Since launch, all NCC member caravan manufacturers assign each new caravan a 17-digit Vehicle Identification Number (VIN) with the number etched into the side windows of the vehicle, and stamped into the chassis. Upon purchasing a new caravan, the dealership registers the caravan with CRiS and the owner is provided with a Touring Caravan Registration Document which details the make and model of the caravan along with its VIN. It is also possible to register caravans built before 1992 retrospectively with CRiS. The CRiS registration can be checked when purchasing a second-hand caravan to verify the caravan is not stolen and also has no outstanding finance or been written-off.

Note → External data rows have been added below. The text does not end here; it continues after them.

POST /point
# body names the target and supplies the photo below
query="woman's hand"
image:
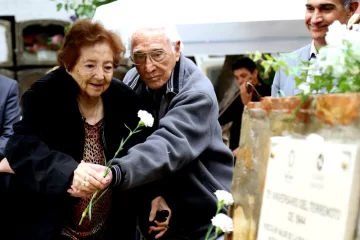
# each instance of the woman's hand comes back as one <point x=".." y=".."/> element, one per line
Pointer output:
<point x="86" y="181"/>
<point x="158" y="204"/>
<point x="88" y="178"/>
<point x="5" y="167"/>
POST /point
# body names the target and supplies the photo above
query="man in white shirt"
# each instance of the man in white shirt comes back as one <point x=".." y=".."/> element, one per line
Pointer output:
<point x="319" y="15"/>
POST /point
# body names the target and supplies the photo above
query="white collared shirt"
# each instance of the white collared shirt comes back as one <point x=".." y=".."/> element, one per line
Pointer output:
<point x="314" y="52"/>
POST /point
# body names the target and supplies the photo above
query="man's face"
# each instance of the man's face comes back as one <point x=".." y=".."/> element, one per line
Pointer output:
<point x="243" y="75"/>
<point x="154" y="57"/>
<point x="321" y="13"/>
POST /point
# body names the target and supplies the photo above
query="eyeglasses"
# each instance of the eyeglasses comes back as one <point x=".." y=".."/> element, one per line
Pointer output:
<point x="140" y="58"/>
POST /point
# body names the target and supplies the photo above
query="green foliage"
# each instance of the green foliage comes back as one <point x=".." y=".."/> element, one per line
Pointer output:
<point x="86" y="8"/>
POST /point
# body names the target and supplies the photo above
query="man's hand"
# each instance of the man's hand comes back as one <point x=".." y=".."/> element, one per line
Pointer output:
<point x="5" y="167"/>
<point x="158" y="204"/>
<point x="245" y="96"/>
<point x="88" y="178"/>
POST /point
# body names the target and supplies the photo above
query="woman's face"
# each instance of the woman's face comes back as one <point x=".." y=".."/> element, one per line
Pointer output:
<point x="94" y="69"/>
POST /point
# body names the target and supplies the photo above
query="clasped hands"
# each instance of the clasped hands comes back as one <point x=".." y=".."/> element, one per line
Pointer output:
<point x="88" y="178"/>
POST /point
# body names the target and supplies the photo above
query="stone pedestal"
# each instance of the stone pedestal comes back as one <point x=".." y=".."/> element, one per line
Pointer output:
<point x="333" y="117"/>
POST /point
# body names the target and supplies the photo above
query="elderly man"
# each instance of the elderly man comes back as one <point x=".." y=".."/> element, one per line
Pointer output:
<point x="9" y="114"/>
<point x="185" y="154"/>
<point x="319" y="15"/>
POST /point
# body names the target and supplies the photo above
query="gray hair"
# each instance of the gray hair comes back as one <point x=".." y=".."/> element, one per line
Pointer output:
<point x="346" y="3"/>
<point x="169" y="30"/>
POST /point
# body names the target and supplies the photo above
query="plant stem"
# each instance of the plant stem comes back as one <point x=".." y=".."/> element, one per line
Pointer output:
<point x="219" y="207"/>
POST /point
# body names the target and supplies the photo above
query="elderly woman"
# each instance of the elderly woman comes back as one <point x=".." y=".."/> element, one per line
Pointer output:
<point x="73" y="118"/>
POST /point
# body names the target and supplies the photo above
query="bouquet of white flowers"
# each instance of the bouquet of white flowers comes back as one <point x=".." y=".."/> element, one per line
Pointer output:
<point x="221" y="222"/>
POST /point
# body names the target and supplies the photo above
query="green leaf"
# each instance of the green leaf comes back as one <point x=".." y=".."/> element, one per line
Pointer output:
<point x="280" y="93"/>
<point x="58" y="6"/>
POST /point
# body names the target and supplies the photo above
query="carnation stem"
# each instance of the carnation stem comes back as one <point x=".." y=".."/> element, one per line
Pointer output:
<point x="219" y="207"/>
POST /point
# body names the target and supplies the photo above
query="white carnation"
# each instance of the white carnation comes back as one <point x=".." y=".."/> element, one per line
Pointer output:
<point x="146" y="118"/>
<point x="305" y="87"/>
<point x="223" y="222"/>
<point x="224" y="196"/>
<point x="336" y="33"/>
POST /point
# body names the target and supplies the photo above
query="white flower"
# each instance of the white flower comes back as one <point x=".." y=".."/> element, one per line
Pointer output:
<point x="304" y="87"/>
<point x="223" y="222"/>
<point x="336" y="33"/>
<point x="146" y="118"/>
<point x="225" y="196"/>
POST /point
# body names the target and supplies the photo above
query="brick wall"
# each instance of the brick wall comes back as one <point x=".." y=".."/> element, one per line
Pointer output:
<point x="32" y="9"/>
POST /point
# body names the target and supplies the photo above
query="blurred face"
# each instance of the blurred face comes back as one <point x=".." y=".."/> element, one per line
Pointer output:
<point x="94" y="69"/>
<point x="154" y="57"/>
<point x="321" y="13"/>
<point x="243" y="75"/>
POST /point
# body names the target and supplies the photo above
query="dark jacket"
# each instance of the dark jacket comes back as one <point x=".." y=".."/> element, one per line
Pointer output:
<point x="47" y="147"/>
<point x="185" y="154"/>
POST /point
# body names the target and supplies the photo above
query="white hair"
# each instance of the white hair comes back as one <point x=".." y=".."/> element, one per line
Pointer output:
<point x="169" y="30"/>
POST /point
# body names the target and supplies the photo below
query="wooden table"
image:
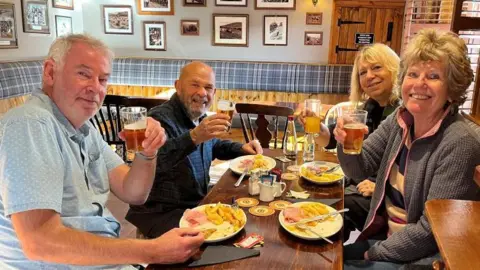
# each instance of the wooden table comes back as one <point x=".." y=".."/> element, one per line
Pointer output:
<point x="455" y="227"/>
<point x="281" y="250"/>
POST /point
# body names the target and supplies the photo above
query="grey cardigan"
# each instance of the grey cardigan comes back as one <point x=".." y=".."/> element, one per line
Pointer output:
<point x="440" y="165"/>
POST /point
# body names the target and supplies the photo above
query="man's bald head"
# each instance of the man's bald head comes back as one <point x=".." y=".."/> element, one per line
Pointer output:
<point x="196" y="88"/>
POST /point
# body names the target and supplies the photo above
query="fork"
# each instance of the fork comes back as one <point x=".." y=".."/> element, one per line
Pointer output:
<point x="245" y="171"/>
<point x="304" y="226"/>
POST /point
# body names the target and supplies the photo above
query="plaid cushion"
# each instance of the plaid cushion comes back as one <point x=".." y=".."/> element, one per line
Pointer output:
<point x="20" y="78"/>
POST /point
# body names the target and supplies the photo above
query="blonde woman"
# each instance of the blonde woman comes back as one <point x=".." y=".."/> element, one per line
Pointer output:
<point x="425" y="150"/>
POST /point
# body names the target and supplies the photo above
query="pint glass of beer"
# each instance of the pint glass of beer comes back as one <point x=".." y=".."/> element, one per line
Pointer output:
<point x="134" y="121"/>
<point x="313" y="119"/>
<point x="354" y="123"/>
<point x="226" y="107"/>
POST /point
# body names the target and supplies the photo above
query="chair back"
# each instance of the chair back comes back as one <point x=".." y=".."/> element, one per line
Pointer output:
<point x="107" y="119"/>
<point x="247" y="112"/>
<point x="334" y="112"/>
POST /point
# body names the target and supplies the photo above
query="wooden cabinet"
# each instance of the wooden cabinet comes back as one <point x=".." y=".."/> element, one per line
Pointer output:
<point x="381" y="18"/>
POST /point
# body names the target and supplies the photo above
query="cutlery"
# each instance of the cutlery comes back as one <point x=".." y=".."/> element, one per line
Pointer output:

All UK touring caravans manufactured after 2016 by NCC members are also fitted with VIN Chip, a forensic security marking system comprising an RFID tag hidden inside the vehicle that can be read by law enforcement using a scanner, tamper-evident window lozenges bearing the vehicle's VIN, and scannable QR code stickers. Each VIN Chip registration is recorded on the CRiS database.

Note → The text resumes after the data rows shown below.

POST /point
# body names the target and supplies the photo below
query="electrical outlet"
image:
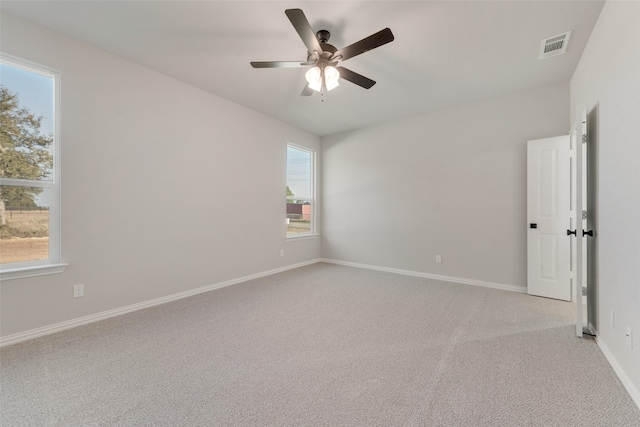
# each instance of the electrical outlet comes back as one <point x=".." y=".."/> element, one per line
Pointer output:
<point x="78" y="291"/>
<point x="612" y="319"/>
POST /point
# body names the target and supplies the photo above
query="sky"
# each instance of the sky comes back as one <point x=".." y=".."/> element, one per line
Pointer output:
<point x="298" y="172"/>
<point x="34" y="91"/>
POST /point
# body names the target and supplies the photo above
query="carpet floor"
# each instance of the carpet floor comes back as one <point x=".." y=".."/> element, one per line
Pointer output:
<point x="322" y="345"/>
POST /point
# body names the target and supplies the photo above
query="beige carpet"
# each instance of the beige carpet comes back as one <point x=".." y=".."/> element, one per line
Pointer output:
<point x="322" y="345"/>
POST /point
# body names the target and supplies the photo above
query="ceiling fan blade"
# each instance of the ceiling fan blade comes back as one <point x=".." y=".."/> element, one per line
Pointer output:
<point x="356" y="78"/>
<point x="302" y="26"/>
<point x="373" y="41"/>
<point x="280" y="64"/>
<point x="307" y="91"/>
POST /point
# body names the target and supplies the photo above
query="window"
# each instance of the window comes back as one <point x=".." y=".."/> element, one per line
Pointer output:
<point x="300" y="191"/>
<point x="29" y="172"/>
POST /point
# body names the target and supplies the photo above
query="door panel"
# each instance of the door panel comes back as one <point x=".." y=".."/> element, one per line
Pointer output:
<point x="548" y="194"/>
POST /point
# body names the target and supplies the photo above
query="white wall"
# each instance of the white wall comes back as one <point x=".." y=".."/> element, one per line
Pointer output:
<point x="452" y="182"/>
<point x="166" y="188"/>
<point x="607" y="83"/>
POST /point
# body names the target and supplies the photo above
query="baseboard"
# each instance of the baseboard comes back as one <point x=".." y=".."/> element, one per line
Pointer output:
<point x="461" y="280"/>
<point x="73" y="323"/>
<point x="622" y="375"/>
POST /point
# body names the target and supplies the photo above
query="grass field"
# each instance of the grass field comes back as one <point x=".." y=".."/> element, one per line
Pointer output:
<point x="25" y="236"/>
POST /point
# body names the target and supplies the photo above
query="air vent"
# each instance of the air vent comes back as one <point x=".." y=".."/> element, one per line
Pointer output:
<point x="553" y="46"/>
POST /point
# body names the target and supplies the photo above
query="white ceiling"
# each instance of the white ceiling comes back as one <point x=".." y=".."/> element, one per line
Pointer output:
<point x="444" y="53"/>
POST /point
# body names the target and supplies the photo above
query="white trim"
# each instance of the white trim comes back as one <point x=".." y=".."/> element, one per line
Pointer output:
<point x="10" y="270"/>
<point x="461" y="280"/>
<point x="37" y="270"/>
<point x="622" y="375"/>
<point x="80" y="321"/>
<point x="312" y="184"/>
<point x="302" y="236"/>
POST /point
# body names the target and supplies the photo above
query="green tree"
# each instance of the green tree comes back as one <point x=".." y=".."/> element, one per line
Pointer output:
<point x="24" y="150"/>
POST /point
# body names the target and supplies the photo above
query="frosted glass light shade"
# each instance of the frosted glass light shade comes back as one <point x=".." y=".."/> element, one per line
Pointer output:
<point x="331" y="76"/>
<point x="314" y="78"/>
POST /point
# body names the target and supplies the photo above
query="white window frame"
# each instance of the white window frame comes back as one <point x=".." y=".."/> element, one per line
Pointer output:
<point x="52" y="264"/>
<point x="312" y="198"/>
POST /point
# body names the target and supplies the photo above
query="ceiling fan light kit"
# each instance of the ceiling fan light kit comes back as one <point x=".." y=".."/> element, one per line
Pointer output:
<point x="323" y="58"/>
<point x="318" y="77"/>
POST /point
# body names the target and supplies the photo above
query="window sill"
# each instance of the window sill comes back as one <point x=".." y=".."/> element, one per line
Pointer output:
<point x="38" y="270"/>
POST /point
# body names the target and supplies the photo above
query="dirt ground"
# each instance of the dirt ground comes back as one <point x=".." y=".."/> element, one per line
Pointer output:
<point x="19" y="249"/>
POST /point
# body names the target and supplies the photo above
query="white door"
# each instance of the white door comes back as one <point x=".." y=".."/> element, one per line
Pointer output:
<point x="548" y="197"/>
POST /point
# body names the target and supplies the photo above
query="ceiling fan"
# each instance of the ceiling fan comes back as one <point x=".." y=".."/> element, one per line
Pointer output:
<point x="323" y="58"/>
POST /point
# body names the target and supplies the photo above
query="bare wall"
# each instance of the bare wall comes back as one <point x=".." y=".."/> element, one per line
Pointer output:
<point x="607" y="83"/>
<point x="451" y="182"/>
<point x="165" y="188"/>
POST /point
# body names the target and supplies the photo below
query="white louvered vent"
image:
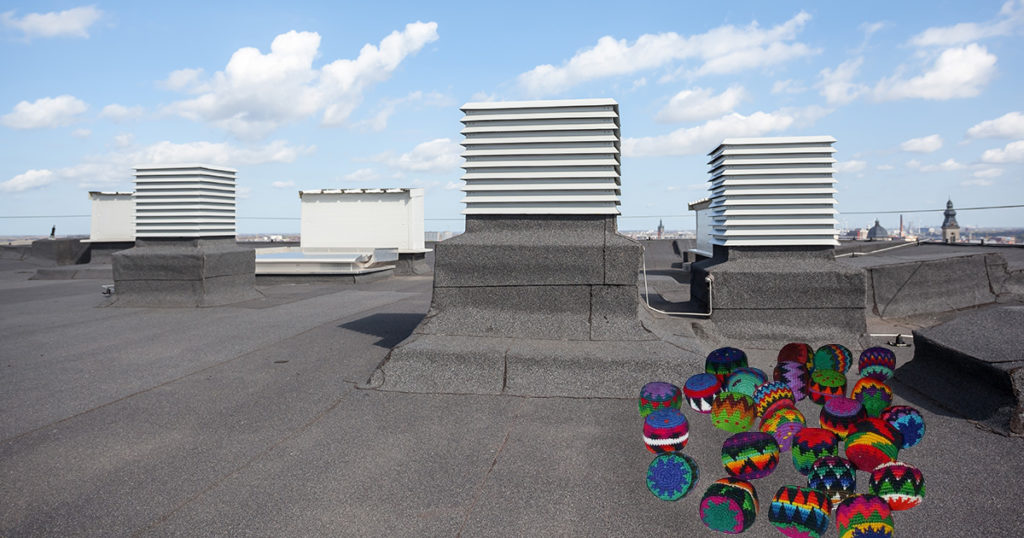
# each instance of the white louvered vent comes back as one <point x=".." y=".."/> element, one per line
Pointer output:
<point x="773" y="192"/>
<point x="184" y="201"/>
<point x="542" y="157"/>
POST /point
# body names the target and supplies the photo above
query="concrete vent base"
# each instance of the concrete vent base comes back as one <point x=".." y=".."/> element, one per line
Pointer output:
<point x="184" y="273"/>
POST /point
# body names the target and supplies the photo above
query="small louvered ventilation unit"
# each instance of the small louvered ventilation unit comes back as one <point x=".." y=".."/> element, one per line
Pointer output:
<point x="773" y="192"/>
<point x="184" y="201"/>
<point x="543" y="157"/>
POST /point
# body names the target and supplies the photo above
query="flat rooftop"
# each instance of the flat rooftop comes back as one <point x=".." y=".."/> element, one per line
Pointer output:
<point x="253" y="419"/>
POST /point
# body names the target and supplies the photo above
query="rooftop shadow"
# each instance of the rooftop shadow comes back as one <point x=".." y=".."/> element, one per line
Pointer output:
<point x="390" y="328"/>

Unlike the V5C registration document used by the DVLA for registering motor vehicles, it is not a legal requirement to hold a CRiS registration for a caravan; however, most insurers require a CRiS registration document in order to provide cover.

== VIN encoding ==

The assigned VIN number, whilst being unique to each vehicle, also encodes certain information about the vehicle.
For example, the VIN SGBS000BYA1234567 can be broken down as follows:

CRiS VIN number encoding
S; G; B; S; 0; 0; 0; B; Y; A; 1; 2; 3; 4; 5; 6; 7
Meaning: Country of manufacturer; Make of caravan; Number of axles; Optional data; Manufacturer; Year of manufacture; Caravan serial number
Example value: UK; Bailey; S: Single, T: Twin; Typically the caravan model; Bailey; A: 2010; 1234567

Where manufacturer codes are defined as follows:

| Code | Manufacturer |
|---|---|
| AB | ABI |
| AD | Adria |
| AV | Avondale |
| BE | Bessacarr |
| BY | Bailey |
| CL | Carlight |
| CM | Coachman |
| CP | Compass |
| CS | Cosalt |
| CU | Sprite |
| EL | Elddis |
| EX | Explorer Group |
| FL | Fleetwood |
| LU | Lunar |
| SW | Swift Group |

and where year of build codes are defined as:

- Letters N to Y denoting each year from 1992 to 2000 respectively
- Numbers 1 to 9 denoting each year from 2001 to 2009 respectively
- Letters A to M denoting each year from 2010 to 2021 respectively
After 2021, the letters roll over back to N, and thus N-Y denote each year from 2022 to 2030.